Work

Gaze-Controlled Wheelchair

EU MDR Class IIa medical device — gaze-driven wheelchair enabling hands-free mobility for users with severe motor impairment

Overview

As part of a seven-person group at Imperial College London, I contributed to the design and full EU MDR Technical Documentation of a gaze-controlled powered wheelchair — a Class IIa active medical device targeting individuals with severe upper-limb motor impairment such as high-level spinal cord injury, ALS, or quadriplegia. These users retain voluntary eye movement but are unable to operate conventional joystick or sip-and-puff controls.

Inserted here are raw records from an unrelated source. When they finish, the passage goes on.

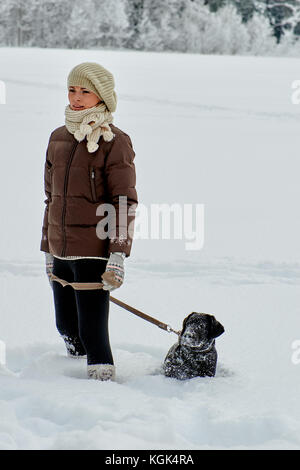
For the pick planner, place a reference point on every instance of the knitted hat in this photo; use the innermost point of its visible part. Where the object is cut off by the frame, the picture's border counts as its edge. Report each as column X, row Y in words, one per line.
column 97, row 79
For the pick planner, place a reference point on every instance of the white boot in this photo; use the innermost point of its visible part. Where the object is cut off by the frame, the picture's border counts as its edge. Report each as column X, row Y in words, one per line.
column 101, row 371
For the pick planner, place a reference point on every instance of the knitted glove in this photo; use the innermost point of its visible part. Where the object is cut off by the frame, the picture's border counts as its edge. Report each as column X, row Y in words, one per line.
column 49, row 264
column 113, row 276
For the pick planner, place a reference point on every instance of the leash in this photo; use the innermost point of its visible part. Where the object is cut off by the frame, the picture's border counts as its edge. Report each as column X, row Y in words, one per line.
column 99, row 285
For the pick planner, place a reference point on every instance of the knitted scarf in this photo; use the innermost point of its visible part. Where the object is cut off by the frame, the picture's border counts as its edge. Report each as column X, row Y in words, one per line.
column 79, row 123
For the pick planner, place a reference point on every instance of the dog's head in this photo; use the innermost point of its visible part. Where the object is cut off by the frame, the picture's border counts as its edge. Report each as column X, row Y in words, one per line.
column 199, row 329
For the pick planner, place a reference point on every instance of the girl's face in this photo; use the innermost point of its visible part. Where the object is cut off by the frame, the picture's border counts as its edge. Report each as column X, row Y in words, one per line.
column 81, row 98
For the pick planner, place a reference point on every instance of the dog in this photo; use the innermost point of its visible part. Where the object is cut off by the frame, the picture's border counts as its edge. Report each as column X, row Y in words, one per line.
column 194, row 355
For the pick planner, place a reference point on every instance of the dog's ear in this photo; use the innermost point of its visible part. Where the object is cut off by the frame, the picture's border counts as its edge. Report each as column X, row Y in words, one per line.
column 186, row 320
column 215, row 327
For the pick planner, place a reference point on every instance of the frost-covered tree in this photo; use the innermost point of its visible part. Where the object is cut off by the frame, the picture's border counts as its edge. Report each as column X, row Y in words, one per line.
column 225, row 32
column 261, row 37
column 284, row 15
column 97, row 23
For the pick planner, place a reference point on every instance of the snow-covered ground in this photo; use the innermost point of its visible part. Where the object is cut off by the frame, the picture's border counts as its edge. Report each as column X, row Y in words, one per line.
column 215, row 130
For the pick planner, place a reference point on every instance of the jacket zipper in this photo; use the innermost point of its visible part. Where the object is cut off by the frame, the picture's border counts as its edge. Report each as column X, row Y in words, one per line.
column 65, row 196
column 93, row 186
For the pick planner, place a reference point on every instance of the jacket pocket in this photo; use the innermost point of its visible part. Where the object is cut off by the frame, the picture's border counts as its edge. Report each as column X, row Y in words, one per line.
column 93, row 183
column 49, row 170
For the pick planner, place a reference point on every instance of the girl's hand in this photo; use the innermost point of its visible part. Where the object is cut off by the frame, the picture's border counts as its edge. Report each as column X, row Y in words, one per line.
column 113, row 276
column 49, row 264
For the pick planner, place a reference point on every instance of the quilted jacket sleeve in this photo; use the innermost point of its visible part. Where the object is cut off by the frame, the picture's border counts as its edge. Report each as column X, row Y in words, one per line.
column 44, row 246
column 120, row 182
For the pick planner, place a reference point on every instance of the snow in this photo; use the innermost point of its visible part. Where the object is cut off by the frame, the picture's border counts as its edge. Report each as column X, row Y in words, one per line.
column 215, row 130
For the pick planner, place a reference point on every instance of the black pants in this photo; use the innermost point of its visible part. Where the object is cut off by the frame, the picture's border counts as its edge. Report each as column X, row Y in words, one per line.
column 82, row 315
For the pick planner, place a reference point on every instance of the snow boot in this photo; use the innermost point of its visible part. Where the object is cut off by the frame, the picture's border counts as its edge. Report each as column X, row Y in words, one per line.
column 101, row 371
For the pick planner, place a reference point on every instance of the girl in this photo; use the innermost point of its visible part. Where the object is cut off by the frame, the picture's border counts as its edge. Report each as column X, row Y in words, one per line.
column 89, row 172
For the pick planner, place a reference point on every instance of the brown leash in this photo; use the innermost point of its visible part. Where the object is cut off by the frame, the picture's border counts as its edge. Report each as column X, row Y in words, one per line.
column 99, row 285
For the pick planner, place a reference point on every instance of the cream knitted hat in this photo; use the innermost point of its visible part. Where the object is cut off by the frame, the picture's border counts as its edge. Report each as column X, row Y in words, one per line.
column 97, row 79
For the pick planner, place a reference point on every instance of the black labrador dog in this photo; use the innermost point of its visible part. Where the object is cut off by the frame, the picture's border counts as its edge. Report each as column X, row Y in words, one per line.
column 194, row 355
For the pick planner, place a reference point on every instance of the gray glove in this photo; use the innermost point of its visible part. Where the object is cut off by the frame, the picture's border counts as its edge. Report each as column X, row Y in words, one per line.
column 49, row 259
column 113, row 276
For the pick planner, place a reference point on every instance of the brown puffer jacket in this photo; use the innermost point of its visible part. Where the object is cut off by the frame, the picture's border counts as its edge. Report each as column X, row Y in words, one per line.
column 76, row 182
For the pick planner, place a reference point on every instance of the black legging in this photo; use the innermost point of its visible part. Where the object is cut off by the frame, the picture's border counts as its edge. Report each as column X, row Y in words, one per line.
column 82, row 315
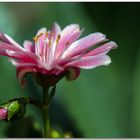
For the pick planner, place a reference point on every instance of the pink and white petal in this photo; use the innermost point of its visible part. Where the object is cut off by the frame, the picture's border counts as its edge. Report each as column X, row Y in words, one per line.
column 104, row 49
column 91, row 62
column 72, row 73
column 27, row 57
column 56, row 29
column 83, row 44
column 42, row 30
column 22, row 70
column 5, row 46
column 29, row 46
column 68, row 36
column 7, row 39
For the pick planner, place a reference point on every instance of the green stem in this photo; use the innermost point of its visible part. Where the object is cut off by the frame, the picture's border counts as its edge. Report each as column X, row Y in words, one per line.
column 45, row 113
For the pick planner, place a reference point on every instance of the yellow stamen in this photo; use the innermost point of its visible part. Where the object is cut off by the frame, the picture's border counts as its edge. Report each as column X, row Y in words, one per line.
column 47, row 34
column 67, row 43
column 58, row 38
column 37, row 37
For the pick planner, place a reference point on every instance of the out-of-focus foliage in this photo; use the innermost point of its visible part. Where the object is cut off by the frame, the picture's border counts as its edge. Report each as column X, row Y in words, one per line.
column 102, row 102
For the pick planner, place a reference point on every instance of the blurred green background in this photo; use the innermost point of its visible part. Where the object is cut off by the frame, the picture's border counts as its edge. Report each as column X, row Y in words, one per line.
column 103, row 102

The device allows a user to navigate a powered wheelchair hands-free by simply looking at where they want to go. An infrared eye-tracking sensor captures gaze direction at 60 Hz, a co-mounted RGB-D depth camera maps that gaze into real-world floor coordinates, and a control algorithm translates the result into proportional motor commands — all within a 200 ms end-to-end latency budget.

The 100+ page technical file produced covers device description and specification, Instructions for Use (IFU), benefit–risk analysis, clinical evaluation, and a Post-Market Clinical Follow-up (PMCF) plan — all structured to EU MDR 2017/745 requirements.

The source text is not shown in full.